Topics that tend to stall AI engagements and some practical recommendations.

  • These can be moved from “derailment” to “productive” with good facilitation + concrete artifacts.

    • Tool wars / constant change → solvable by going tool-agnostic
      Fix: teach workflows (brief → constraints → iterate → critique → revise) and let tools be optional. Provide 1–2 “supported tools” and a compatibility list.

    • Academic integrity becoming the only topic → solvable by redesigning for process evidence
      Fix: require checkpoints (drafts, critique notes, version history), reflection prompts, in-class making, and grading that rewards decisions + revision.

    • Anecdote wars → solvable by shifting to shared scenarios + protocols
      Fix: use 2–3 standardized case studies and a rubric-driven discussion (“What would we do in this scenario?”).

    • Perfectionism (“if not foolproof, don’t do it”) → solvable by adopting a “risk tier” approach
      Fix: categorize uses as Low / Medium / High risk and only start with low-risk classroom practices.

    • Scope creep → very solvable with tight outcomes
      Fix: define success as “everyone leaves with one implemented change” (one revised assignment, one rubric, one policy paragraph), not “solve AI.”

  • You can make progress, but you need an institutional lane (chair/dean/IT/union/legal).

    • Policy anxiety without authority → partly solvable with a clear decision path
      Fix: create a “policy parking lot” + identify who owns what + timeline. In PD, produce department guidelines even if campus policy is pending.
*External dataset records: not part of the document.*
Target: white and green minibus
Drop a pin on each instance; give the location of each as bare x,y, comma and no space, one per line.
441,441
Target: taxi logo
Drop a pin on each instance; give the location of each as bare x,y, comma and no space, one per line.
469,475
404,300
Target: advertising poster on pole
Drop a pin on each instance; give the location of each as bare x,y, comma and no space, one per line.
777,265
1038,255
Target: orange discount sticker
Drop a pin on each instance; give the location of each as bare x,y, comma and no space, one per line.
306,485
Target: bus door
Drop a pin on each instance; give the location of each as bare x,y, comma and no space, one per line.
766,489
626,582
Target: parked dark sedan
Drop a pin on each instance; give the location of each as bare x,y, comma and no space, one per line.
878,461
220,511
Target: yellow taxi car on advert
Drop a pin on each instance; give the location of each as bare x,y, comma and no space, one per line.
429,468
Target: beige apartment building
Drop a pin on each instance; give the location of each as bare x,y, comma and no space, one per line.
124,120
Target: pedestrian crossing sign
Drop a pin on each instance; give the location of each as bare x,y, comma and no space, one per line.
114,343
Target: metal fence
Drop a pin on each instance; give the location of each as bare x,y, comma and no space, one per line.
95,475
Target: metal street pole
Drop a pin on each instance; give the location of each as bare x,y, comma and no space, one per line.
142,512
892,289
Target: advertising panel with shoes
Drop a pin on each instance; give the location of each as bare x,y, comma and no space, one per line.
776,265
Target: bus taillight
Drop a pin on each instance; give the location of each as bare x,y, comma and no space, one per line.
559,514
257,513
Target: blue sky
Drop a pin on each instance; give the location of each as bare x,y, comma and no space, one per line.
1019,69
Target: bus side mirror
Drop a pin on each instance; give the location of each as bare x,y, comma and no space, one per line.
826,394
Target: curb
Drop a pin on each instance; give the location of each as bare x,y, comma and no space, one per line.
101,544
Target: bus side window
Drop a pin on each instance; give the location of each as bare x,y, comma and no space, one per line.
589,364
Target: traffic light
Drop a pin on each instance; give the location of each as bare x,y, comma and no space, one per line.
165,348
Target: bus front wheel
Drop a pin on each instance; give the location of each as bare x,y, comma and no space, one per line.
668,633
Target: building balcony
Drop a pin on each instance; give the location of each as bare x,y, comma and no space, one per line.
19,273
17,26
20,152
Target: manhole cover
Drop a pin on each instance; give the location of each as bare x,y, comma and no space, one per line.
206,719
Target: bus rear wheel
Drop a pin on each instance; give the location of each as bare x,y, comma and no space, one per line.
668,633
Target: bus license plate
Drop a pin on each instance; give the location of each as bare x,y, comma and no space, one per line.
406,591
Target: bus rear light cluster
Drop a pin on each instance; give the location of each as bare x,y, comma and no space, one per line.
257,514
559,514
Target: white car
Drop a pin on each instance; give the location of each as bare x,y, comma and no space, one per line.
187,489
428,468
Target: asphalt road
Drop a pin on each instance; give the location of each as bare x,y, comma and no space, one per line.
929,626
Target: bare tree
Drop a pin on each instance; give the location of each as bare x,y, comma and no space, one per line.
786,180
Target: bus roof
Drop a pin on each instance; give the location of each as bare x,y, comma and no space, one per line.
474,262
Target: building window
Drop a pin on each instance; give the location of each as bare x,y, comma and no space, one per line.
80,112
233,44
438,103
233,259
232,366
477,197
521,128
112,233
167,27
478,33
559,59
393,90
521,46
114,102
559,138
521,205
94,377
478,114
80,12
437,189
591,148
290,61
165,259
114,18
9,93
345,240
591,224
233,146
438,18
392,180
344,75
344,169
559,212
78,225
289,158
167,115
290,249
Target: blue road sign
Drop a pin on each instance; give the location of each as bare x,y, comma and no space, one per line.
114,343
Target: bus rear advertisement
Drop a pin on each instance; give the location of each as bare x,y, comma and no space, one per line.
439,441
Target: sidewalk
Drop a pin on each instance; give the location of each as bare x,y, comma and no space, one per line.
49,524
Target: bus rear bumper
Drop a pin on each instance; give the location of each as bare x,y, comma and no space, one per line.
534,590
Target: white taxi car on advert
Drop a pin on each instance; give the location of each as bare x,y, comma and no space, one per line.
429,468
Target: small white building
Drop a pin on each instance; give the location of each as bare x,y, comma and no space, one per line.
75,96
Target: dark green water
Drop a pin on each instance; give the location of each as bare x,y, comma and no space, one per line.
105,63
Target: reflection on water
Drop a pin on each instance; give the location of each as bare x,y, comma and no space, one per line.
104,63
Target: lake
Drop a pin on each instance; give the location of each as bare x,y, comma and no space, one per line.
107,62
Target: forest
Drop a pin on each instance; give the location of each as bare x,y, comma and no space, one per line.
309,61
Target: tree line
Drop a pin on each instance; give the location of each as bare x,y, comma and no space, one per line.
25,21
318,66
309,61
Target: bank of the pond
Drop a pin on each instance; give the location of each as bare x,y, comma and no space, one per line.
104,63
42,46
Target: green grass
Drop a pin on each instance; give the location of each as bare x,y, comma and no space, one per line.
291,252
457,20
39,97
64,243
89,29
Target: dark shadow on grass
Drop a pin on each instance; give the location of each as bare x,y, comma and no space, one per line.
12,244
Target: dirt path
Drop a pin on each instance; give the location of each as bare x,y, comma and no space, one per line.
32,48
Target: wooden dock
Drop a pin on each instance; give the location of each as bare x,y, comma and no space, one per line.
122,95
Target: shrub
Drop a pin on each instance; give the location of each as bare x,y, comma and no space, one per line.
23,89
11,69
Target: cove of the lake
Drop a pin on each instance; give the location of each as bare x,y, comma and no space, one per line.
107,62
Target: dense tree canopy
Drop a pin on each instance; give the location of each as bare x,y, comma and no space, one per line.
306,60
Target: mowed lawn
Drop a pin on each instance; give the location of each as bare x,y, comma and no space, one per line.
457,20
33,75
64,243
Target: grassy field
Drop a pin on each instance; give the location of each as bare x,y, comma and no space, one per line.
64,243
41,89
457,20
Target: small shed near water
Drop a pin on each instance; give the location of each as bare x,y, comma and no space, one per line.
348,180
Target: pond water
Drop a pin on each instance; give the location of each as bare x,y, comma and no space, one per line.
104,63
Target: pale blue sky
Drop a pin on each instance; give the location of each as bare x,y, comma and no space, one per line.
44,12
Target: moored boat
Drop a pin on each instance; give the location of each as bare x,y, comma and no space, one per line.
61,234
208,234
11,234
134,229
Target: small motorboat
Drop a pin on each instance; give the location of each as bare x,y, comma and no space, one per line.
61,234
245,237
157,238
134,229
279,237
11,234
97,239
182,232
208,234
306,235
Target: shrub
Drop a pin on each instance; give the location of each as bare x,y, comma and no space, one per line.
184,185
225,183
    • Privacy/data concerns → partly solvable with an approved-tool guidance sheet
      Fix: publish a short “What you can/can’t input” rule, a list of approved tools, and safer alternatives. PD can draft this; admin must bless it.

    • Equity/access gaps → partly solvable with design choices
      Fix: tool-optional pathways, free-tier alternatives, in-class access options, ADA-friendly materials. Structural gaps still need resources.

  • These are values/identity-level or society-level issues. You can’t “solve” them in PD, but you can keep them from hijacking everything.

    • “AI should be banned” loop → not solvable, but containable
      Move: acknowledge, then pivot to “Given access exists, what classroom practices protect learning?”

    • Ethics spiral (copyright/labor/energy) substituting for pedagogy → not solvable, but bounded
      Move: set one ethics framework + one discussion window, then convert concerns into concrete practices (disclosure, citation habits, bias checks).

    • Fear of replacement / identity threat → not solvable quickly
      Move: normalize the fear, then re-center on what humans do best (judgment, taste, critique, context, relationships) and build supportive practice.

Approaching AI with “AI Skeptics”

Some answers to valid AI concerns

  • “You do not have to like AI to participate and share your insights in this work.”

  • “Skepticism is a form of expertise. Critical voices help shape better, more ethical uses of AI.”

  • “Faculty decide when, how, or if AI is used. The work we do focuses on agency, not adoption.”

  • “Think of this as a sandbox, not a mandate. Try it once, critique it hard, keep what works, ditch the rest”

  • “This space welcomes curiosity, critique, and even outright dislike—what matters is thoughtful engagement.”